Exploratory data analysis

Exploratory data analysis (EDA) is the most critical stage for identifying data quality issues and refining hypotheses. While EDA can be “messy,” at emLab we treat it as a formal part of the research record. Using Quarto for EDA allows us to document not just what we found, but what we looked for and why certain paths were abandoned.

The “notebook” philosophy

Use .qmd files as an interactive laboratory notebook. Unlike a final report, an EDA document should include:

  • Data Sanity Checks: Summaries of missing values, range checks, and distribution plots.
  • Dead Ends: If an approach didn’t work, keep the code but explain why in the text. This prevents future collaborators (or your future self) from repeating the same mistake.
  • Narrative over Snippets: Every plot should be followed by a short sentence describing the takeaway (e.g., “The outlier in 2014 appears to be a recording error in the raw sensor data”).

Leveraging code folding

EDA often requires long blocks of code to generate diagnostic plots. To keep the document readable while remaining transparent, use code-fold at the chunk level.

Show code for missingness analysis
# Complex visualization code here...

Interactive exploration tools

Static tables are often insufficient for exploring large datasets. We recommend using interactive widgets within your Quarto EDA documents (rendered to HTML) to allow for deeper inspection.

Interactive tables with DT

Use the DT package to create searchable, sortable tables. This is invaluable for spotting specific outliers or checking metadata.

library(DT)
mtcars |>
  datatable(options = list(pageLength = 10, autoWidth = TRUE))
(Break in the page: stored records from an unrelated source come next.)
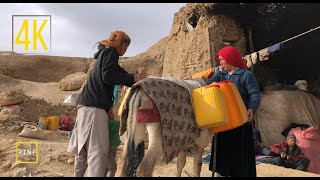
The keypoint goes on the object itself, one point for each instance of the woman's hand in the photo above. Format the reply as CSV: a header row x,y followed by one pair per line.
x,y
250,114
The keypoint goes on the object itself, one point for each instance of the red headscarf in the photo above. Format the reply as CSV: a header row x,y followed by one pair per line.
x,y
232,56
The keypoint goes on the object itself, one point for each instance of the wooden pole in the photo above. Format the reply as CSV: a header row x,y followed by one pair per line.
x,y
251,46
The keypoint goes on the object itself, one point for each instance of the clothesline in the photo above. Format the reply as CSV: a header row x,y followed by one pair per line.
x,y
301,34
264,53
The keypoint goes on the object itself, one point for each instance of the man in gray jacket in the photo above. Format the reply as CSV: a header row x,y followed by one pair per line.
x,y
90,139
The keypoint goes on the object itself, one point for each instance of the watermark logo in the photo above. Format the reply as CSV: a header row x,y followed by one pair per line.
x,y
27,152
31,34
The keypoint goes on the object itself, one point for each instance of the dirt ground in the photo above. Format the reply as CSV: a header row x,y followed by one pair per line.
x,y
54,161
53,158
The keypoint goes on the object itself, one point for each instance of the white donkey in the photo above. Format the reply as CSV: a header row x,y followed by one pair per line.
x,y
135,161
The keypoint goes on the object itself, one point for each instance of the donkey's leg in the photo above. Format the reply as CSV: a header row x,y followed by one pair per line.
x,y
181,162
154,152
138,145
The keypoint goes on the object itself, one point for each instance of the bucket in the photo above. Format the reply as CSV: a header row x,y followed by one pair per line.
x,y
54,123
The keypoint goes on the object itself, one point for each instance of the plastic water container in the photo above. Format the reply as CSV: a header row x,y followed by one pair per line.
x,y
236,109
210,107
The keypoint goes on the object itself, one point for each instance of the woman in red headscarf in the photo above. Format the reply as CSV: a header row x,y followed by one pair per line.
x,y
235,148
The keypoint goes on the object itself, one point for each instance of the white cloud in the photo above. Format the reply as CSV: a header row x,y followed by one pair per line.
x,y
77,27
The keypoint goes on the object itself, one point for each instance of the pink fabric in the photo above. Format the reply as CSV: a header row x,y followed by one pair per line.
x,y
309,142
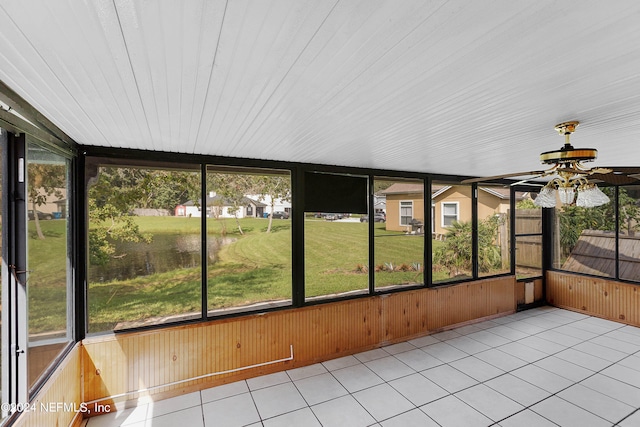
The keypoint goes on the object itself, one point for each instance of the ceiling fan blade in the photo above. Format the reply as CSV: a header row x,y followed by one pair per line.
x,y
613,178
601,170
526,180
507,175
624,169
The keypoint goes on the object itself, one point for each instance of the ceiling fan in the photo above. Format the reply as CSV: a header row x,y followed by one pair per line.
x,y
569,175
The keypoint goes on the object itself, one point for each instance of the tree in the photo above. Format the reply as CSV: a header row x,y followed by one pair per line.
x,y
115,192
276,187
574,219
232,189
44,180
456,251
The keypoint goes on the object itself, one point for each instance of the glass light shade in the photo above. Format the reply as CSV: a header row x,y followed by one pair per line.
x,y
590,196
546,198
566,194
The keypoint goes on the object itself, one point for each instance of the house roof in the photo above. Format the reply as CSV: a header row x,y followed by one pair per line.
x,y
217,199
408,188
594,254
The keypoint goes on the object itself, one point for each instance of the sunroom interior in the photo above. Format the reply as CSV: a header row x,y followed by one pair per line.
x,y
196,194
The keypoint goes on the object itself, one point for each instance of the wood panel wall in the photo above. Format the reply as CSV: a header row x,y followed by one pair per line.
x,y
599,297
114,365
63,387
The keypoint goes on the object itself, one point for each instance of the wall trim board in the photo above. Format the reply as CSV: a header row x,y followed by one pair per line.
x,y
600,297
62,388
127,362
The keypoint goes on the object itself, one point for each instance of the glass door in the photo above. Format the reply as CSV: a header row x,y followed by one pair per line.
x,y
48,282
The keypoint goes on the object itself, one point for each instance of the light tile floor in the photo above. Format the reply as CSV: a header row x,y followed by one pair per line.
x,y
541,367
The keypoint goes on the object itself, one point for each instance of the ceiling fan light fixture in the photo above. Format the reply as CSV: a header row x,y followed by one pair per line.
x,y
590,196
546,198
566,195
568,154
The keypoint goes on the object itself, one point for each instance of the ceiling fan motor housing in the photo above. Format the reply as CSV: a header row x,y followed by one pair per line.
x,y
568,154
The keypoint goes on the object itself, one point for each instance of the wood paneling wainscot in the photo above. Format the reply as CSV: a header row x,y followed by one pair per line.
x,y
59,401
599,297
142,365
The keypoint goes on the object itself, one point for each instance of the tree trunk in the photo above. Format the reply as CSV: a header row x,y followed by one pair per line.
x,y
37,223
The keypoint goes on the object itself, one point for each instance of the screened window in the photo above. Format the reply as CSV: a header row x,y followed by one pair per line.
x,y
48,282
449,213
629,234
493,207
144,245
585,238
398,235
452,239
528,234
248,250
406,212
336,242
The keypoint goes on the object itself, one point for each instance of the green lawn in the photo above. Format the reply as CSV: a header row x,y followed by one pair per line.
x,y
255,267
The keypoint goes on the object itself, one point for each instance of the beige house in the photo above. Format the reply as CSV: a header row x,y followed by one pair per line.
x,y
449,203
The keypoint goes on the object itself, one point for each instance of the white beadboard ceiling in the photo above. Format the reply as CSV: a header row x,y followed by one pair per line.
x,y
458,87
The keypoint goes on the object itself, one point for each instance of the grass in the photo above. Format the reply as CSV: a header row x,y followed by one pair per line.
x,y
256,267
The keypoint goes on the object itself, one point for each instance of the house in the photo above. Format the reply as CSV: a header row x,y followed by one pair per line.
x,y
449,203
218,207
427,91
279,205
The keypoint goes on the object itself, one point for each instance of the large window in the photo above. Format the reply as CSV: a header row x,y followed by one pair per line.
x,y
528,236
144,246
248,238
585,238
399,232
406,212
48,283
336,242
493,206
452,253
629,232
450,213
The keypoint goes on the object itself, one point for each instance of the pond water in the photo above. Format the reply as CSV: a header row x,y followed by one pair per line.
x,y
166,252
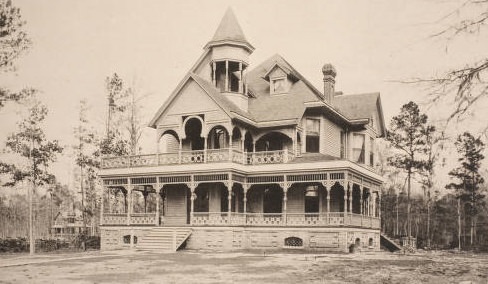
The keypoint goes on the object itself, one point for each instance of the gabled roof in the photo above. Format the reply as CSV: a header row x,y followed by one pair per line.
x,y
360,106
290,106
229,32
227,106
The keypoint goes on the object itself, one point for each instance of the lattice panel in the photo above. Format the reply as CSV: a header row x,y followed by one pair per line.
x,y
265,179
175,179
143,180
293,242
307,177
115,181
214,177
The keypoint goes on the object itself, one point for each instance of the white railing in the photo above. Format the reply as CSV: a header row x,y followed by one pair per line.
x,y
143,218
199,156
114,218
254,219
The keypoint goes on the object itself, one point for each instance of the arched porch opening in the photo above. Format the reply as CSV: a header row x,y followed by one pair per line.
x,y
144,199
169,142
237,198
273,141
248,143
337,198
237,142
218,138
193,133
356,199
177,204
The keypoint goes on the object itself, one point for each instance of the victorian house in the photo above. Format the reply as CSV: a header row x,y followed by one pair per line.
x,y
250,157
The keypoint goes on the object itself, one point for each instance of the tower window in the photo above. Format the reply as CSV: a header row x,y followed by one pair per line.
x,y
313,135
278,86
227,75
358,148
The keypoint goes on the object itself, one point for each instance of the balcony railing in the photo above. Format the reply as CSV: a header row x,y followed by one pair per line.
x,y
199,156
332,219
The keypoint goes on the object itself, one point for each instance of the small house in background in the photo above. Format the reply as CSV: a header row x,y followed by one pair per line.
x,y
250,157
69,224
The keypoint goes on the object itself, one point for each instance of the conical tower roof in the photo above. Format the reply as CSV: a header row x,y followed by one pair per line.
x,y
230,32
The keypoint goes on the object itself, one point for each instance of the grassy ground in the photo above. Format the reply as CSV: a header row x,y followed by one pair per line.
x,y
246,267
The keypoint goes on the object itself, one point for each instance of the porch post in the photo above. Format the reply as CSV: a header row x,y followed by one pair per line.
x,y
213,73
129,201
229,200
374,206
350,184
192,187
230,147
109,193
240,77
226,76
205,149
101,204
158,199
180,149
285,186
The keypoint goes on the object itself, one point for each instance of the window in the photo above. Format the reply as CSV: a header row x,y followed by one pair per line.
x,y
343,145
358,148
313,135
371,152
278,86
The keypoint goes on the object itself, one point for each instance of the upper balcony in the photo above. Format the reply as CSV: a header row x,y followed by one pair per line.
x,y
198,157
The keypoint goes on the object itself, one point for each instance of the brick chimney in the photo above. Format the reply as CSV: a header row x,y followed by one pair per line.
x,y
329,82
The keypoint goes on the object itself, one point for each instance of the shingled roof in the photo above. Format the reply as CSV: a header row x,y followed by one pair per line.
x,y
290,106
359,106
229,31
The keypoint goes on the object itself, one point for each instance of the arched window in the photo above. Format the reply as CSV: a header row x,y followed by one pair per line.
x,y
293,242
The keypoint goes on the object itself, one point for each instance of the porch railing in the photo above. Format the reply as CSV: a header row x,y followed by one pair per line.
x,y
199,156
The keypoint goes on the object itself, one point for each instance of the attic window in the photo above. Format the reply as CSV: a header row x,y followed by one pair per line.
x,y
278,85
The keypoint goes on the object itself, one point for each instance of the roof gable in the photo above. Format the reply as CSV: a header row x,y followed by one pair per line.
x,y
362,106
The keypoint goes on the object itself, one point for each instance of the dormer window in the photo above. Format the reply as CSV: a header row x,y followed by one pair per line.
x,y
278,85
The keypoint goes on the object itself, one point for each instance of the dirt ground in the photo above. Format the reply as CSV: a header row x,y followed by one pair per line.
x,y
245,267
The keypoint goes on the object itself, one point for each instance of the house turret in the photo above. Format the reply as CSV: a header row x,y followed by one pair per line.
x,y
230,53
329,82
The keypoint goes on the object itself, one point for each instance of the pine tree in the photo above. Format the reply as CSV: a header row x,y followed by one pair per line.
x,y
31,143
468,178
407,133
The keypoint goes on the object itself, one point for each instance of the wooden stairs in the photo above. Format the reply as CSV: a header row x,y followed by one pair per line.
x,y
389,244
163,239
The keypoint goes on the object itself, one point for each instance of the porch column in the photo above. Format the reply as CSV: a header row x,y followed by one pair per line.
x,y
379,205
205,149
374,205
351,185
285,187
361,198
214,65
240,77
244,155
229,200
226,76
158,199
110,210
101,204
192,187
230,147
129,201
180,149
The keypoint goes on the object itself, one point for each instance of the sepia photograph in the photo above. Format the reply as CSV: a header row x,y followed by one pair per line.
x,y
232,141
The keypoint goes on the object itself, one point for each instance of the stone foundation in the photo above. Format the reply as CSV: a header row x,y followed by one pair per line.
x,y
237,238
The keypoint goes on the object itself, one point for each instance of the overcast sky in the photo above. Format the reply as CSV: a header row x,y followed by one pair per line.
x,y
373,44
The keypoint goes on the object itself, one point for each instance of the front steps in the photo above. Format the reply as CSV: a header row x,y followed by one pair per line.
x,y
389,244
163,239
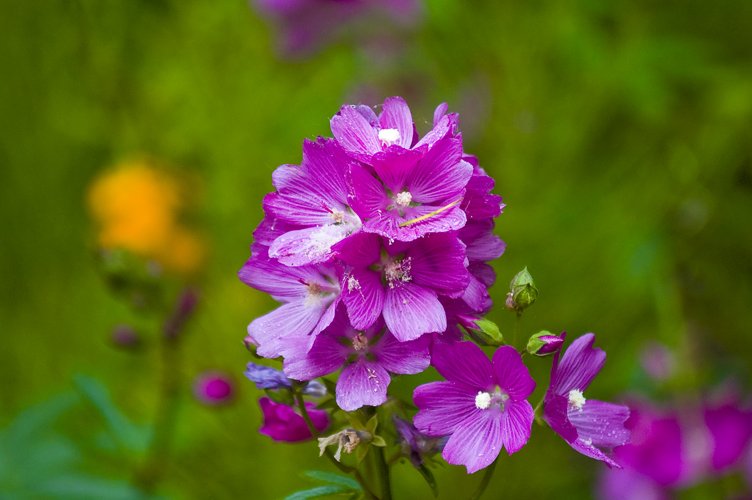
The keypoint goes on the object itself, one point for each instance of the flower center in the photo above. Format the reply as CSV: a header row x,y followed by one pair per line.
x,y
403,199
485,400
397,271
360,342
389,136
577,399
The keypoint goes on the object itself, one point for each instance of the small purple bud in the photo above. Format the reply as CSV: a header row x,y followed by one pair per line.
x,y
544,343
266,377
185,307
125,337
213,388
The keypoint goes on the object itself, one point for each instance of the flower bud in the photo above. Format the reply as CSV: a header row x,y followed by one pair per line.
x,y
485,332
544,343
522,291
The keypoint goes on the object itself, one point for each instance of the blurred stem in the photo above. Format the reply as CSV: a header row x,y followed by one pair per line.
x,y
149,474
484,481
315,433
383,471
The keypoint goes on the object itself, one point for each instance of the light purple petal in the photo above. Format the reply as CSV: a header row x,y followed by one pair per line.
x,y
601,424
405,358
516,424
443,407
326,356
363,294
512,374
476,442
438,261
362,383
441,175
464,363
354,133
411,311
396,115
366,194
579,365
394,165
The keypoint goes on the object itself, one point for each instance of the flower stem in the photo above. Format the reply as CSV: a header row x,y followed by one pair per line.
x,y
315,433
484,481
383,472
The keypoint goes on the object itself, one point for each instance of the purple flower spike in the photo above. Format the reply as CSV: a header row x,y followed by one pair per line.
x,y
313,199
366,358
283,423
213,388
591,427
403,281
310,295
482,406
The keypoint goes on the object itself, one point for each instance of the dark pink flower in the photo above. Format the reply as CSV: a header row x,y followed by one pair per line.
x,y
284,423
482,406
591,427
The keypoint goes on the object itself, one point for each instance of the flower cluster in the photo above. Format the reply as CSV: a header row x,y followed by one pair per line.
x,y
377,247
376,242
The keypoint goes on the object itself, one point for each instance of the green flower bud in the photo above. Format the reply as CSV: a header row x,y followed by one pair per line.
x,y
522,291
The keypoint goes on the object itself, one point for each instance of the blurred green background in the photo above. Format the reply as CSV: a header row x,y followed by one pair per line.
x,y
619,133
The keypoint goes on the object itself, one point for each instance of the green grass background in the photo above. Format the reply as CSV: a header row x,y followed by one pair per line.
x,y
619,133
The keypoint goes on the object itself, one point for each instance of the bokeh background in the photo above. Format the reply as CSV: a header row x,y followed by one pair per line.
x,y
619,133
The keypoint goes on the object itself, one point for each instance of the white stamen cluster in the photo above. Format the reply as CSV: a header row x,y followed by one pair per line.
x,y
389,136
397,271
403,199
577,399
482,400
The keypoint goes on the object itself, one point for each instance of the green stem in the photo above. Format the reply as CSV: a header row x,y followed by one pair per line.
x,y
315,433
484,481
383,472
153,468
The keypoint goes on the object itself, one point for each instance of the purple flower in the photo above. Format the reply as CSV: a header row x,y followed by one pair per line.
x,y
410,193
364,135
403,281
283,423
310,295
213,388
312,198
591,427
365,356
482,406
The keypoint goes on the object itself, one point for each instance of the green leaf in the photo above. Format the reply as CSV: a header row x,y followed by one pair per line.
x,y
333,478
129,436
318,492
428,476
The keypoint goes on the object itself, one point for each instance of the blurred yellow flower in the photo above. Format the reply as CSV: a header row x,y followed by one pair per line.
x,y
137,207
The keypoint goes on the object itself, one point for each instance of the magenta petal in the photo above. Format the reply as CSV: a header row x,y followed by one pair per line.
x,y
411,311
362,383
405,358
354,133
396,115
464,363
324,357
443,407
516,424
601,424
579,365
475,443
394,165
512,374
363,294
440,175
366,194
438,262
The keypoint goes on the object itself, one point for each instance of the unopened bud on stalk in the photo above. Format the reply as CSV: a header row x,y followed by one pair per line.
x,y
522,292
544,343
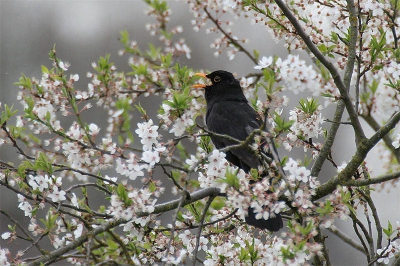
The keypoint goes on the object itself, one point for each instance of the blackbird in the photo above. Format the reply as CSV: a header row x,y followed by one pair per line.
x,y
229,113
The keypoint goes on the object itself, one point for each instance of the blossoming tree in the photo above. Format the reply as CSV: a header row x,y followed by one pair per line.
x,y
98,195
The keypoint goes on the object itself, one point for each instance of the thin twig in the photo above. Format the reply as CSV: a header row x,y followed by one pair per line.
x,y
203,216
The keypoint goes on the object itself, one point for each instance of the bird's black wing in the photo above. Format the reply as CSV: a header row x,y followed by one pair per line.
x,y
236,119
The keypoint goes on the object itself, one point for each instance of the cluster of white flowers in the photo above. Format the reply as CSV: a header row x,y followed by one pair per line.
x,y
152,149
184,120
142,200
297,76
215,170
305,125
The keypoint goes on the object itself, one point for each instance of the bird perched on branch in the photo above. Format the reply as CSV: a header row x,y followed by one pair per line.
x,y
229,113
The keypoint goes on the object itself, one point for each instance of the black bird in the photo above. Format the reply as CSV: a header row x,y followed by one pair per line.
x,y
229,113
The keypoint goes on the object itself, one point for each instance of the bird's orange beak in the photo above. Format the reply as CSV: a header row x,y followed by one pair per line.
x,y
199,85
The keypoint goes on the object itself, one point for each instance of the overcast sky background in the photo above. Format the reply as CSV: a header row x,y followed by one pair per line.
x,y
85,30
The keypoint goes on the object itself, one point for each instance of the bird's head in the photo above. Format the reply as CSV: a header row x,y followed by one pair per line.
x,y
220,86
217,80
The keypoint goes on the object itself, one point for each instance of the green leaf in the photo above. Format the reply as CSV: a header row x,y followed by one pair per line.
x,y
7,114
389,231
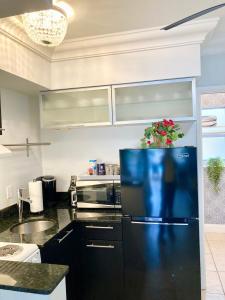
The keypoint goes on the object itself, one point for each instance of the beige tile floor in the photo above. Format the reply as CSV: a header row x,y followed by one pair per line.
x,y
215,266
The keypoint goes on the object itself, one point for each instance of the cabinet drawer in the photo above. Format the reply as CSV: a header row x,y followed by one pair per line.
x,y
101,231
102,270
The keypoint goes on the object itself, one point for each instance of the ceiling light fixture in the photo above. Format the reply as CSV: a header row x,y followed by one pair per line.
x,y
46,27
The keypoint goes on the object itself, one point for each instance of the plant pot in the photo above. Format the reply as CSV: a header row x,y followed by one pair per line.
x,y
158,143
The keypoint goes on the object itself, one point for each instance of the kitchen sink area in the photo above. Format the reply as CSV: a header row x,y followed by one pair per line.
x,y
32,226
101,190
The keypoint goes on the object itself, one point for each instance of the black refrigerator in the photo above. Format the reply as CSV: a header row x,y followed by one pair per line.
x,y
159,194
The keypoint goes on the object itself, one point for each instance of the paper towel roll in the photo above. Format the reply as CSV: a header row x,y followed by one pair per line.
x,y
36,196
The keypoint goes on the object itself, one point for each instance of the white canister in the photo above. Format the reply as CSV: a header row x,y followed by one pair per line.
x,y
36,196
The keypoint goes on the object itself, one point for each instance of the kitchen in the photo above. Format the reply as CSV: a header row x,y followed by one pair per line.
x,y
136,63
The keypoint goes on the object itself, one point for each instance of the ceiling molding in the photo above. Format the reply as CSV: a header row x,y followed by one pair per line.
x,y
12,28
132,41
111,44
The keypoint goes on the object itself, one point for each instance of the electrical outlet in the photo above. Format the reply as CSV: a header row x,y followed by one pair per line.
x,y
9,192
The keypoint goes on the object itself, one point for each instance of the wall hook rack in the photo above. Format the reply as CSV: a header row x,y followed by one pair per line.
x,y
27,145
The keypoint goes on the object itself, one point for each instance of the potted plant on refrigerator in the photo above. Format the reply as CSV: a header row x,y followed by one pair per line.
x,y
215,170
161,134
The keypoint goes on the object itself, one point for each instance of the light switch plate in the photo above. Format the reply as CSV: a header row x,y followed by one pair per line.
x,y
9,192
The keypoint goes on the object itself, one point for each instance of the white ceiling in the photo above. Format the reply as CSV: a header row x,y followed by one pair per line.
x,y
96,17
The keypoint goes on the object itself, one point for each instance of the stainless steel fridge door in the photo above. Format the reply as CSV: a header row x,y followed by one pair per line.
x,y
161,260
159,182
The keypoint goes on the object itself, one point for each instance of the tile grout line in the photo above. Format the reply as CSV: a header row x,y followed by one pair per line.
x,y
210,250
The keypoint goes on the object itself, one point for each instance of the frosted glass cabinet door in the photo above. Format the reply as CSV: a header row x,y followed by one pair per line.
x,y
139,103
79,107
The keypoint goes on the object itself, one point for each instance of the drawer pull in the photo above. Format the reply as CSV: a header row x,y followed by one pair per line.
x,y
65,236
99,227
100,246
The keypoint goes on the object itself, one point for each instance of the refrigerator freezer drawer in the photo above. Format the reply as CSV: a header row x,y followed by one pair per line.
x,y
159,182
162,261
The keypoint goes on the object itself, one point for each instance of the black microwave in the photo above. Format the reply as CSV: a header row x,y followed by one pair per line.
x,y
98,194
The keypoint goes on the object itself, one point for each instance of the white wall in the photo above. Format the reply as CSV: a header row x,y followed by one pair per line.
x,y
158,64
213,70
71,149
20,118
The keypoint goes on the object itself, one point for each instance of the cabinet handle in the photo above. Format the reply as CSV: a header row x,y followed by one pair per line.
x,y
65,236
100,246
158,223
99,227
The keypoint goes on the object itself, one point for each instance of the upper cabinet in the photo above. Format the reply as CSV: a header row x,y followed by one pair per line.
x,y
1,129
78,107
120,104
149,101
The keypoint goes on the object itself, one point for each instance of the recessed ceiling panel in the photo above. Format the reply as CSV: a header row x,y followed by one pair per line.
x,y
17,7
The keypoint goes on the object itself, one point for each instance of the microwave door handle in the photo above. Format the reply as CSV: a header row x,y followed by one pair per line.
x,y
99,227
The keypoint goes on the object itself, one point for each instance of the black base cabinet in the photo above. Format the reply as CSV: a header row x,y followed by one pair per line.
x,y
102,269
64,249
93,252
102,261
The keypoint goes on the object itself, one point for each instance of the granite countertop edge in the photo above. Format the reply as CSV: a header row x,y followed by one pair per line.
x,y
33,286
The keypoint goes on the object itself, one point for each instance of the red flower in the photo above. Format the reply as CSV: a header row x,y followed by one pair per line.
x,y
166,123
163,132
171,122
168,141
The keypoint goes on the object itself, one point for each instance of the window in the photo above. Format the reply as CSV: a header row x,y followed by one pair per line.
x,y
0,118
213,125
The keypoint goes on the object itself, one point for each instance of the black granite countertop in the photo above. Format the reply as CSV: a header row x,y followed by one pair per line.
x,y
31,278
61,215
41,278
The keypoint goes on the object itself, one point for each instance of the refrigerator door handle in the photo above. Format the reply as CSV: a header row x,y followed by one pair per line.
x,y
158,223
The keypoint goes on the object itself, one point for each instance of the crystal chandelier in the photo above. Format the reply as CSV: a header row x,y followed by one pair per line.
x,y
47,27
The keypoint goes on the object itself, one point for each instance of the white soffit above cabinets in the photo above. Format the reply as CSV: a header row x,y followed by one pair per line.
x,y
136,40
18,7
121,42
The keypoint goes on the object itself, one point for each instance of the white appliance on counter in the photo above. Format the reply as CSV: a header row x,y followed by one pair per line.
x,y
20,252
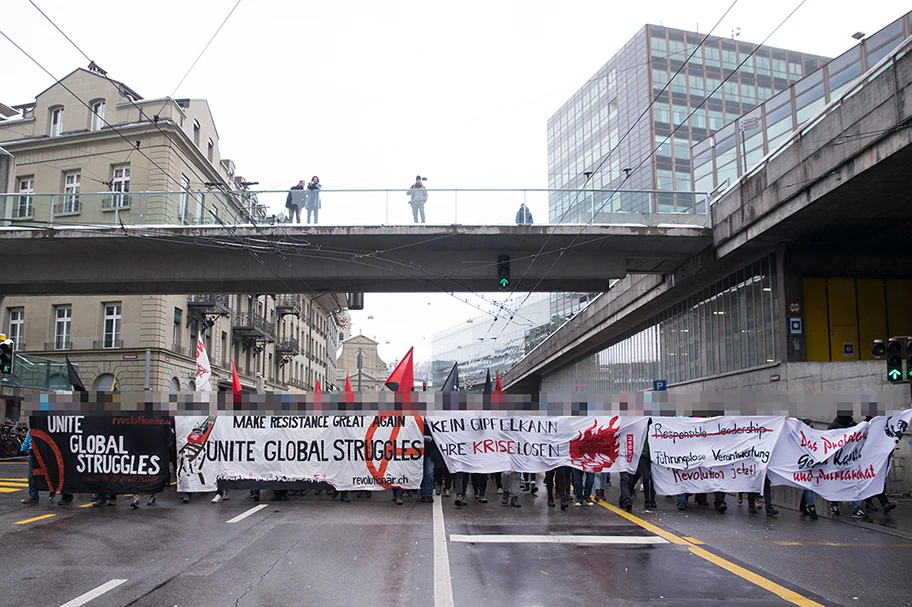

Quick summaries with skimr

Instead of standard summary(), use skimr::skim() to get a high-level overview of distributions and missingness directly in your Quarto output.

mtcars |>
  skimr::skim()

Organizing EDA documents

For large projects, do not crowd a single file with all exploratory work. Instead:

  1. Create a dedicated eda/ folder in your repository.
  2. Use a naming convention like eda-01-initial-cleaning.qmd, eda-02-spatial-joins.qmd, etc.
  3. If using a Quarto Book, include these under a “Research Notebook” or “Appendices” section to keep the main narrative focused.

Best practices for EDA

  • eval: true / echo: true: Ensure code is visible and executed so others can reproduce your exploratory steps.
  • Avoid View(): Never leave View(df) in a code chunk, as it will break the rendering process. Use head() or DT::datatable() instead.
  • Self-Correction: If you find an error in the data during EDA, document the fix in the text and move the correction logic to your data cleaning script/pipeline node.